What is monkeypox and how is it spread

(ORDO NEWS) — Like its close relative, the smallpox virus, monkeypox is a pathogen of the orthopoxvirus family.

It is transmitted through contaminated body fluids or through close contact with infected people and other animals, and can cause mild to severe illness and, in some cases, death.

What are the symptoms of monkeypox?

About a week or two after infection, the virus causes fever, headaches, muscle aches, swollen lymph nodes, and exhaustion. After a few days, a rash may appear, usually on or around the face, which may develop into blisters and pustules that crust over and heal over the following weeks.

Although similar in many ways to smallpox, monkeypox is fortunately considered to be self-limiting, making it much less severe.

However, monkeypox is still considered a serious disease, with permanent complications ranging from the effects of sepsis and encephalitis to blindness due to an eye infection. Without medical treatment or vaccination, nearly one in ten infected people is at risk of fatal complications, especially among young children.

Compared to the horrors of smallpox, which claimed the lives of almost one in three infected people at its peak, monkeypox may not seem so terrible. But if we have learned something from the COVID-19 pandemic, then it is better to be safe than sorry when it comes to potentially deadly viruses.

How is monkeypox spread?

Monkeypox is spread between people through close contact with a person who has the smallpox rash. This can be face to face, skin to skin, mouth to mouth, or mouth to skin. According to the World Health Organization (WHO), the virus can be spread through short-range droplets or aerosols if someone has mouth sores or sores.

People are considered contagious until all of their lesions have crusted over, though scientists still have a lot to learn about recent outbreaks.

Can you get monkeypox from a surface?

An infected person can spread the smallpox virus to a surface such as clothing, a mobile phone, a toilet seat, or bedding. Then another person working with these objects can become infected.

According to the WHO, the virus can also be transmitted to the fetus during pregnancy.

It is not yet clear whether the virus can be transmitted between people by asymptomatic carriers.

Should we be worried about the monkeypox pandemic?

On July 23, 2022, the WHO issued an official statement declaring the monkeypox outbreak a public health emergency of international concern. At the time of the announcement, more than 16,000 cases had been reported in 74 countries.

Since the experts of the organization could not reach a consensus on whether such a high level of caution was justified, the final decision was made by WHO head Tedros Adhanom.

In the past, outbreaks were limited to a handful of infected people, with little to no human-to-human transmission.

Therefore, earlier distribution was limited. What’s more, unlike SARS-CoV-2, monkeypox cannot spread through the air. Because the smallpox vaccine is effective against the virus, the authorities are already heavily armed if concerns continue to mount.

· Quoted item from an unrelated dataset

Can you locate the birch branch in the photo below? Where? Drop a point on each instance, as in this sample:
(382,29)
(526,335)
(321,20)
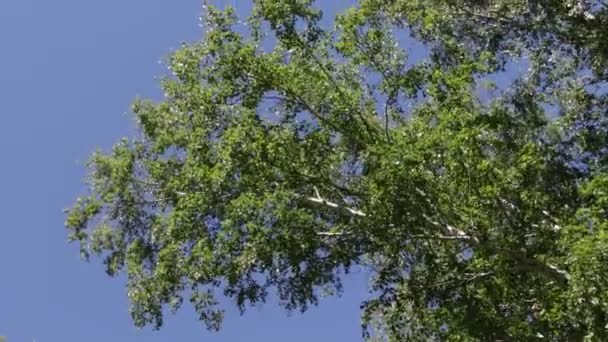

The apparent spread of the virus is indicative of the ease with which viruses move with increased travel and reduced hygiene. As seen with the AIDS epidemic in the 1980s, close association with risk behaviors and minority demographics can contribute to stigmatization that makes dealing with infections more difficult.

As well-prepared as a society as we are to prevent the spread of viruses, COVID-19 has shown how quickly populations can become complacent, distrustful and tired of community and even personal healthcare.

Why is the disease called monkeypox?

The name “monkey pox” was coined in 1958 after an outbreak of the virus among test monkeys at a research center in Copenhagen.

However, don’t let the name fool you – although monkeys can become infected and transmit the virus, it is most commonly contracted through popular sources of so-called “artisanal meat” such as dormis and African squirrels.

The first human case was not identified until 1970, when WHO focused its efforts on eradicating smallpox in the Democratic Republic of the Congo. Today, the majority of infections still occur in this central African country, although outbreaks have been reported in a number of neighboring countries.

Why is monkeypox spreading around the world right now?

While outbreaks of monkeypox made headlines in 2022, this is not the first time the virus has been detected outside of African populations.

In mid-2003, the CDC reported 71 cases in six US states, with 35 cases confirmed by laboratory testing to be monkeypox virus. All of these confirmed cases involved infected prairie dogs purchased from an animal distributor in Illinois, which were in turn infected with Gambian giant rats and dormis imported from Ghana.

Three cases were also reported in the UK in 2018. Surprisingly, one of the cases was not directly related to the other two. They all recently traveled to Nigeria, where monkeypox is known to circulate.

At first glance, the multiple simultaneous outbreaks that took place in mid-2022 may look like a potential pandemic, especially given the recent emergence of the devastating SARS-CoV-2.

Numerous suspected and confirmed cases around the world, including the US, UK, Spain, Portugal, Italy and Australia, hint at unprecedented, widespread transmission of the virus.

Most of those infected appear to be the result of close intimate contact (mostly between men) and were diagnosed after contacting medical facilities. No deaths have been reported at the time of this writing.

Since there is no evidence of a mutation that could increase the virulence of the microbe, it is likely that the sudden surge in travel and the easing of COVID restrictions contributed to the outbreaks.